VOTO FUNDAMENTADO DO JUIZ A. A. CANÇADO TRINDADE
1.
Ao votar a favor da adoção da presente Sentença da Corte Interamericana de Direitos
Humanos no caso das Crianças Yean e Bosico versus República Dominicana, com a qual estou
basicamente de acordo, vejo-me na obrigação de agregar, no presente Voto Fundamentado,
algumas breves reflexões pessoais sobre o tema central do cas d'espèce, porquanto esta é a
primeira vez em sua história que a Corte Interamericana se pronuncia, na resolução de um
caso contencioso, sobre o direito à nacionalidade de acordo com a Convenção Americana sobre
Direitos Humanos.

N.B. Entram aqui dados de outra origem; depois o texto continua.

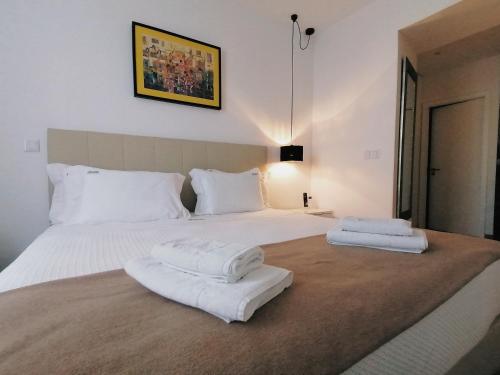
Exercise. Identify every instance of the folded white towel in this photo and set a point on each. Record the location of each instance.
(398, 227)
(225, 262)
(416, 243)
(229, 302)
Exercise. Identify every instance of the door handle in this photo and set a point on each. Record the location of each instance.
(434, 170)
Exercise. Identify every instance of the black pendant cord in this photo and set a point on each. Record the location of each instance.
(303, 49)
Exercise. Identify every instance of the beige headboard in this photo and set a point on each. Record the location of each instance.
(130, 152)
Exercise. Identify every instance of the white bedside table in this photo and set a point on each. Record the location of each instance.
(324, 212)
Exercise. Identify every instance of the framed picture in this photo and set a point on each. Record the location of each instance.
(175, 68)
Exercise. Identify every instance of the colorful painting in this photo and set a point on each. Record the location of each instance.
(174, 68)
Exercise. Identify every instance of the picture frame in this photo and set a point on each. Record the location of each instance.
(174, 68)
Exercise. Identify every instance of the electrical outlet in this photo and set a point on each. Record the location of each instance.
(372, 154)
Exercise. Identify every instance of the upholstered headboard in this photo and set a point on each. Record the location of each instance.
(130, 152)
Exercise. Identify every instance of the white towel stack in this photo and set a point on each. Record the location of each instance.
(385, 234)
(227, 280)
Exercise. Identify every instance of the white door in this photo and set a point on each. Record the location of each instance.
(455, 169)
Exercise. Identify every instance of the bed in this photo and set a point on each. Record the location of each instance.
(431, 345)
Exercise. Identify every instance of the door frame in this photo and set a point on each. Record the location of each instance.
(425, 139)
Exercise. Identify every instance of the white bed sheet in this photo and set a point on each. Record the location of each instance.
(432, 346)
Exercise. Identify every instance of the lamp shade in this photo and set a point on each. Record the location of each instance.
(291, 153)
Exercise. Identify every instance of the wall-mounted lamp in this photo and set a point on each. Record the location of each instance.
(295, 152)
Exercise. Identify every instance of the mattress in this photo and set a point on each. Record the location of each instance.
(432, 346)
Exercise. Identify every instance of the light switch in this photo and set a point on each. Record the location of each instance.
(31, 145)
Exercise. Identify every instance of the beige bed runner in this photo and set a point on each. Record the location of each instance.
(344, 303)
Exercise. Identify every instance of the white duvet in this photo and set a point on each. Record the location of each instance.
(64, 251)
(432, 346)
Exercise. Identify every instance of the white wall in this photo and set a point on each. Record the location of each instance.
(68, 64)
(355, 106)
(477, 79)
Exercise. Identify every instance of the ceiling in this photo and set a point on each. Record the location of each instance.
(465, 32)
(475, 47)
(459, 21)
(312, 13)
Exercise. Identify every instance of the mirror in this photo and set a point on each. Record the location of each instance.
(406, 139)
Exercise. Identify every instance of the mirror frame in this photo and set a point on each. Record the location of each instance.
(407, 70)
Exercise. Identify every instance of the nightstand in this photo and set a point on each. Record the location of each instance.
(323, 212)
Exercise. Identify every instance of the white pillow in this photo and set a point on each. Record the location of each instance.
(56, 173)
(123, 196)
(220, 192)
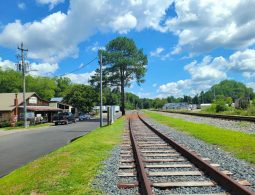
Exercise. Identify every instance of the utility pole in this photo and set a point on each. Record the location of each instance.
(101, 91)
(23, 68)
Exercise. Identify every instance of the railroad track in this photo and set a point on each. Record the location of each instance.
(220, 116)
(155, 164)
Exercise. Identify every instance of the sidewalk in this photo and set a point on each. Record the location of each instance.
(8, 132)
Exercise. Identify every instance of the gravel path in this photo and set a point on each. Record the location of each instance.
(247, 127)
(239, 168)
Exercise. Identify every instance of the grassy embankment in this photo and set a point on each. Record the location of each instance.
(68, 170)
(22, 128)
(242, 145)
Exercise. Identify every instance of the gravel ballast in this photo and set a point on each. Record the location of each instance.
(247, 127)
(241, 170)
(107, 179)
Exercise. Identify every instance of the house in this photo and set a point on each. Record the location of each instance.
(179, 105)
(12, 107)
(57, 102)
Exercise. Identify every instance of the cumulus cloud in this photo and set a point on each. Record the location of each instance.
(58, 35)
(210, 71)
(204, 25)
(22, 5)
(43, 69)
(157, 52)
(7, 64)
(36, 69)
(82, 78)
(95, 47)
(52, 3)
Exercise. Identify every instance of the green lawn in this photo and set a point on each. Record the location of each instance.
(22, 128)
(242, 145)
(68, 170)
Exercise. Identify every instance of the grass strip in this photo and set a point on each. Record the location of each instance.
(68, 170)
(242, 145)
(29, 127)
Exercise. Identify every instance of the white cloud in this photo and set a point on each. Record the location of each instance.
(59, 34)
(22, 5)
(52, 3)
(204, 25)
(144, 94)
(36, 69)
(82, 78)
(7, 64)
(243, 61)
(95, 47)
(157, 52)
(209, 72)
(43, 69)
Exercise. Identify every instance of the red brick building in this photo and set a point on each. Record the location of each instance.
(11, 107)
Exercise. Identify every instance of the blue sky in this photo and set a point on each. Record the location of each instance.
(190, 44)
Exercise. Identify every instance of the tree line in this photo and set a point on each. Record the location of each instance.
(123, 62)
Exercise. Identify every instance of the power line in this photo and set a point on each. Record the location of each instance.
(23, 67)
(77, 69)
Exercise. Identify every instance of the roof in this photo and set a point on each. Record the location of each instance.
(41, 108)
(56, 99)
(7, 100)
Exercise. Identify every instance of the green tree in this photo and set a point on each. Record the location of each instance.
(82, 97)
(44, 86)
(123, 62)
(220, 103)
(62, 86)
(10, 81)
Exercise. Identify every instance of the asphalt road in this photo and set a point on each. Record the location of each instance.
(19, 148)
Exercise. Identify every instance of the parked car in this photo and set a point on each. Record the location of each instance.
(83, 117)
(63, 118)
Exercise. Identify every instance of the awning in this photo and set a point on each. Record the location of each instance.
(42, 108)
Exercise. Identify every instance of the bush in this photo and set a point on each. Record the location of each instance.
(19, 123)
(221, 107)
(251, 111)
(5, 124)
(210, 109)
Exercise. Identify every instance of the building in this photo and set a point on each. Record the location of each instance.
(179, 105)
(57, 102)
(11, 107)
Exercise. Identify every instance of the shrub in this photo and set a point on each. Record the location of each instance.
(251, 110)
(5, 124)
(221, 107)
(19, 123)
(210, 109)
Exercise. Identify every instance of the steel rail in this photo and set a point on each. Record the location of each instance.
(144, 182)
(220, 116)
(225, 181)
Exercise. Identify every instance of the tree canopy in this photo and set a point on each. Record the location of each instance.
(82, 97)
(123, 62)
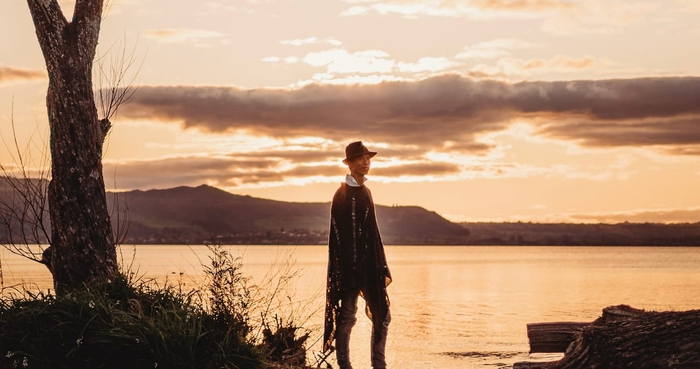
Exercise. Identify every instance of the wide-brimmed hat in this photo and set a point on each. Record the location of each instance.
(356, 149)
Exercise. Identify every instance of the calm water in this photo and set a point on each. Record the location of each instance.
(453, 307)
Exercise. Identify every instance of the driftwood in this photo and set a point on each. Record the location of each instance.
(552, 337)
(624, 337)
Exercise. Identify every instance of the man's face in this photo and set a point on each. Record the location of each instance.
(359, 166)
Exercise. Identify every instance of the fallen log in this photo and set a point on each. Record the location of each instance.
(552, 337)
(624, 337)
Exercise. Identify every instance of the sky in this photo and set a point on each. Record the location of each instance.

Permito-me, pois, abordar no presente Voto três pontos centrais, - aos
quais atribuo particular relevância, - da matéria em questão, a saber: a) os avanços
normativos em matéria de nacionalidade e a preocupante persistência das causas da apatridia;
b) a reação do Direito à alarmante diversificação das manifestações da apatridia; e c) o amplo
alcance dos deveres gerais de proteção (artigos 1(1) e 2º) da Convenção Americana.
I.
Os avanços Normativos em Matéria de Nacionalidade e a Preocupante
Persistência das Causas da Apatridia
2.
Ao longo das três últimas décadas, vim afirmando que não existe matéria que, por sua
intrínseca natureza, pertença ao domínio reservado do Estado, ou à sua competência nacional
exclusiva. O locus classicus para o exame da questão continua residindo no célebre obiter
dictum da antiga Corte Permanente de Justiça Internacional em seu Parecer Consultivo sobre
os Decretos de Nacionalidade na Tunísia e no Marrocos (1923), segundo o qual a determinação
de se um assunto recai unicamente ou não na jurisdição de um Estado é uma questão relativa,
que depende do desenvolvimento das relações internacionais. 1 Em realidade, este
desenvolvimento, em matéria do direito à nacionalidade, efetivamente subtraiu a matéria da
competência nacional exclusiva e a alçou há muito tempo ao plano da ordem jurídica
internacional.
3.
Definitivamente, o tema da nacionalidade não pode ser considerado através da simples
ótica da pura discricionariedade estatal, pois sobre ele incidem princípios gerais do Direito
Internacional, bem como deveres que emanam diretamente do Direito Internacional, como,
v.g., o dever de proteção. Encontram-se, pois, a meu juízo, inteiramente superadas certas
construções em matéria de nacionalidade (original ou adquirida) da doutrina tradicional e
estatocêntrica, tais como, v.g., a da possibilidade estatal ilimitada, a da vontade estatal
exclusiva, a do interesse único do Estado, bem como a teoria contratualista (uma variante do
voluntarismo). Para esta superação contribuíram decisivamente o aparecimento e o impacto do
Direito Internacional dos Direitos Humanos.
4.
Ainda no plano do direito interno, a aquisição de nacionalidade é uma questão de ordre
public, que condiciona e regulamenta as relações entre os indivíduos e o Estado, mediante o
reconhecimento e a observância de direitos e deveres recíprocos. A atribuição de
nacionalidade, matéria de ordem pública, tem sempre presentes, no plano do direito interno,
princípios e deveres emanados do Direito Internacional, como testemunho da interação ou
interpenetração dos ordenamentos jurídicos nacional e internacional.
5.
Há mais de um quarto de século antes da adoção da Convenção para a Redução dos
Casos de Apatridia (1961), afirmou-se (ainda que em atenção apenas à necessidade de
avanços no Direito Internacional convencional e deixando de tomar em conta também o Direito
1
A.A. Cançado Trindade, O Direito Internacional em um Mundo em Transformação, Rio de Janeiro, Edit.
Renovar, 2002, pp. 413 e 475; e cf., para um estudo geral, A.A. Cançado Trindade, "The Domestic Jurisdiction of
States in the Practice of the United Nations and Regional Organisations", 25 International and Comparative Law
Quarterly - Londres (1976) pp. 713-765.